- From: Melman, Howard <Howard@silverstream.com>
- Date: Fri, 9 Feb 2001 15:41:51 -0500
- To: "Roy T. Fielding" <fielding@ebuilt.com>
- Cc: Larry Masinter <LMM@acm.org>, "Melman, Howard" <Howard@silverstream.com>, HTTP WG <http-wg@cuckoo.hpl.hp.com>, Joris Dobbelsteen <joris.dobbelsteen@mail.com>, Paul Leach <paulle@exchange.microsoft.com>
On Friday Feb 9, 2001, Roy T. Fielding wrote: > > Hopefully this will get on the "errata" page... > > Why? The spec is correct. It takes a great deal of imagination > to believe that the use of the word token in the text should somehow imply > that the HTTP syntax excludes a quoted-string. Any token can appear inside > a quoted string. Perhaps, but it's not just the word "token" in text. There seems to be an ABNF rule in the section which as near as I can tell adds no value to the description and does add confusion.
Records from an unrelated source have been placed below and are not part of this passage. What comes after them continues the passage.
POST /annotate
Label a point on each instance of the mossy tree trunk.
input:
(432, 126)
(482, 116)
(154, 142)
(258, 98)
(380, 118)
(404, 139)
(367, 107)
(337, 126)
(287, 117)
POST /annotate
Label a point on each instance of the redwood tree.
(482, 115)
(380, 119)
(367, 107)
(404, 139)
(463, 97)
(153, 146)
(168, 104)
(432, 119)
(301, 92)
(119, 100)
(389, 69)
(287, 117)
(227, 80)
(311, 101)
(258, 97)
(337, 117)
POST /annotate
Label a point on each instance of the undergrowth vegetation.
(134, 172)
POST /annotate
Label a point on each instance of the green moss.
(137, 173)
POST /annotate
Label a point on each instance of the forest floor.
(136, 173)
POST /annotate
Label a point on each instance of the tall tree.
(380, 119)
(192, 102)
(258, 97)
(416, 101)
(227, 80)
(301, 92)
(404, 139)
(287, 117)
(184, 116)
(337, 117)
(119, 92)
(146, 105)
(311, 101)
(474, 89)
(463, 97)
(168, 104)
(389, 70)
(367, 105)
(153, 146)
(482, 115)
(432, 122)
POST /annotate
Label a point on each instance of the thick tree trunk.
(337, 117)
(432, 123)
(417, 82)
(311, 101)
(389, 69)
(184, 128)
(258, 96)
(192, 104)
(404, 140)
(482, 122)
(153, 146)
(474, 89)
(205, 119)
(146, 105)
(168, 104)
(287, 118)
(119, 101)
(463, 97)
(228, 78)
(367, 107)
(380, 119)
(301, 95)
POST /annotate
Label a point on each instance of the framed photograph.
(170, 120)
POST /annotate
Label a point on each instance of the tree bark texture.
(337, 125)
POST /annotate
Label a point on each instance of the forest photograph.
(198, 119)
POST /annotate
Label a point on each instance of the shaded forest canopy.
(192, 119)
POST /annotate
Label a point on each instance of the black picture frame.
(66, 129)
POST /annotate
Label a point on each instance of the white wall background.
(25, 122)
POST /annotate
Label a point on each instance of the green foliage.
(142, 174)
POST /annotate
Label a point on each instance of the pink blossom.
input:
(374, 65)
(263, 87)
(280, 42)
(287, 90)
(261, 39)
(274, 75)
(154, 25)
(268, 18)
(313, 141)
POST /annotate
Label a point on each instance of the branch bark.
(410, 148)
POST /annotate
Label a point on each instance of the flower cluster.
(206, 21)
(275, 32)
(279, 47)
Below is the text of section 3.4: Howard ================================================================ 3.4 Character Sets HTTP uses the same definition of the term "character set" as that described for MIME: The term "character set" is used in this document to refer to a method used with one or more tables to convert a sequence of octets into a sequence of characters. Note that unconditional conversion in the other direction is not required, in that not all characters may be available in a given character set and a character set may provide more than one sequence of octets to represent a particular character. This definition is intended to allow various kinds of character encoding, from simple single-table mappings such as US-ASCII to complex table switching methods such as those that use ISO-2022's techniques. However, the definition associated with a MIME character set name MUST fully specify the mapping to be performed from octets to characters. In particular, use of external profiling information to determine the exact mapping is not permitted. Note: This use of the term "character set" is more commonly referred to as a "character encoding." However, since HTTP and MIME share the same registry, it is important that the terminology also be shared. HTTP character sets are identified by case-insensitive tokens. The complete set of tokens is defined by the IANA Character Set registry [19]. charset = token Although HTTP allows an arbitrary token to be used as a charset value, any token that has a predefined value within the IANA Character Set registry [19] MUST represent the character set defined by that registry. Applications SHOULD limit their use of character sets to those defined by the IANA registry. Implementors should be aware of IETF character set requirements [38] [41].